The PCA consists of finding a set of independent random variables with which you can represent your data, sorted in descending order with respect to the value that they store.
These variables can be found by projecting your data points onto a specific orthogonal subspace. If your (medium-term) data matrix is โโX, then this subspace consists of eigenvectors X ^ T X.
When X is large, say about the dimensions of nxd, you can calculate X ^ TX by calculating the outer product of each row of the matrix yourself, and then adding all the results up. This, of course, lends itself to a simple map reduction procedure if d is small, regardless of how large n is. This is because the external product of each row is itself a dxd matrix, which every worker must process in main memory. This is why you have had difficulty processing many columns.
If the number of columns is large (and the number of rows is not so much), you can really calculate the PCA. Just calculate the SVD of your (mid-center) transposed data matrix and multiply it by the resulting eigenvectors and the inverse diagonal eigenvalue matrix. There is your orthogonal subspace.

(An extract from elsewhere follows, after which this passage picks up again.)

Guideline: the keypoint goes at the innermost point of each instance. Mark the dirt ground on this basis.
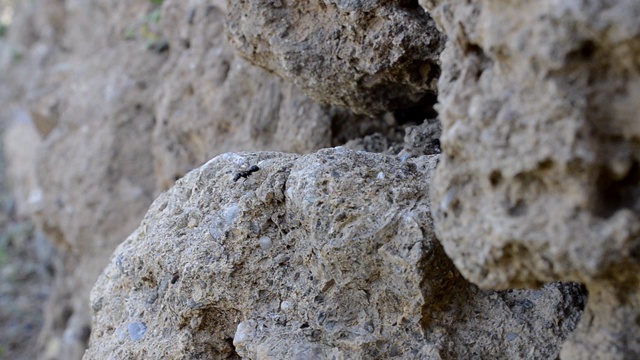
(25, 278)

Bottom line: if the spark.ml implementation follows the first approach every time, then the restriction should be the same. If they check the size of the input dataset to decide if they should go for the second approach, then you will not have problems with a large number of columns if the number of rows is small.

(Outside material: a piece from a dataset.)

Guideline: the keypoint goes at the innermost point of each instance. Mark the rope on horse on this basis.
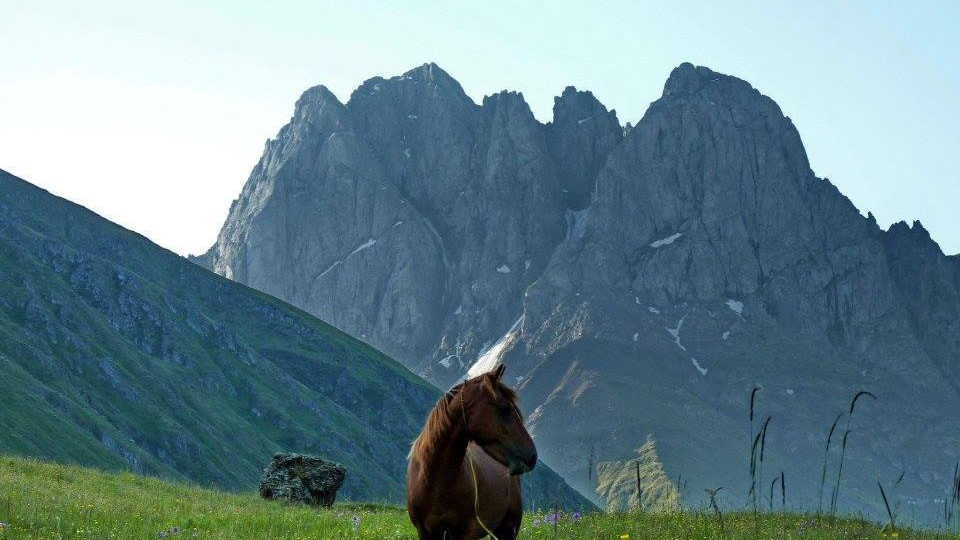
(476, 482)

Regardless of this, the restriction is imposed by how much memory your employees have, so perhaps they allow users to hit the ceiling themselves, and not offer a restriction that may not apply to some. This may be the reason they decided not to mention the restriction in the new documents.
Update: The source code shows that they perform the first approach each time, regardless of the dimension of the input. The actual limit is 65535, and at 10000, a warning.